Here we pass some absolutely terrible initial guesses for the intercept and slope:

mr_LL = minimize(logit_reg_cost, [10, -5], args=(mpg, am_dummy))
mr_LL
  message: Optimization terminated successfully.
  success: True
   status: 0
      fun: 14.837583824119367
        x: [-6.604e+00  3.070e-01]
      nit: 13
      jac: [-2.384e-07 -4.172e-06]
 hess_inv: [[ 5.538e+00 -2.659e-01]
            [-2.659e-01  1.330e-02]]
     nfev: 57
     njev: 19

The fit is still reasonable:

inter_LL, slope_LL = mr_LL.x
predicted_LL = inv_logit(inter_LL + slope_LL * mpg)
plot_binary(mtcars, 'mpg', 'am')
plt.scatter(mpg, predicted_LL, c='gold', label='LL prediction')
plt.legend();
../_images/3cba567e38117ccc477edc43c4b37ec600723eb9cea0e2be0035a711d8c0a5b2.png

As we have seen before, the MLE fit above is the same algorithm that Statmodels and other packages use.

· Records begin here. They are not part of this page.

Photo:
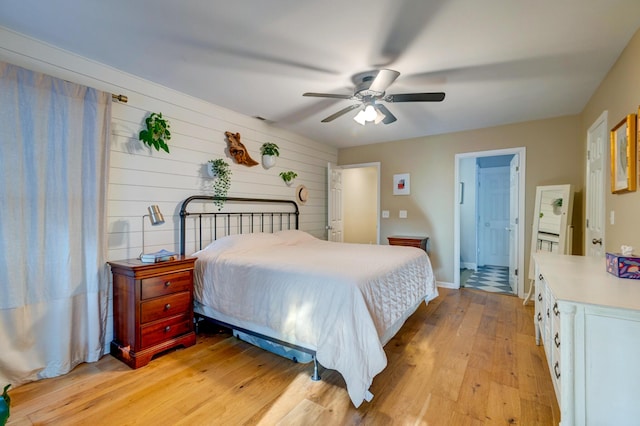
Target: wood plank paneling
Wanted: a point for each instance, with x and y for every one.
(140, 176)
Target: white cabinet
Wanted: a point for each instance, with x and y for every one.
(589, 324)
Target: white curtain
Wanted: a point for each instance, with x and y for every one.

import statsmodels.formula.api as smf
model = smf.logit('am ~ mpg', data=mtcars)
fit = model.fit()
fit.summary()
Optimization terminated successfully.
         Current function value: 0.463674
         Iterations 6
Logit Regression Results
Dep. Variable: am No. Observations: 32
Model: Logit Df Residuals: 30
Method: MLE Df Model: 1
Date: Wed, 05 Jun 2024 Pseudo R-squ.: 0.3135
Time: 16:10:51 Log-Likelihood: -14.838
converged: True LL-Null: -21.615
Covariance Type: nonrobust LLR p-value: 0.0002317
coef std err z P>|z| [0.025 0.975]
Intercept -6.6035 2.351 -2.808 0.005 -11.212 -1.995
mpg 0.3070 0.115 2.673 0.008 0.082 0.532

Notice that the intercept and slope coefficients are the same as the ones we found with the MLE cost function and minimize.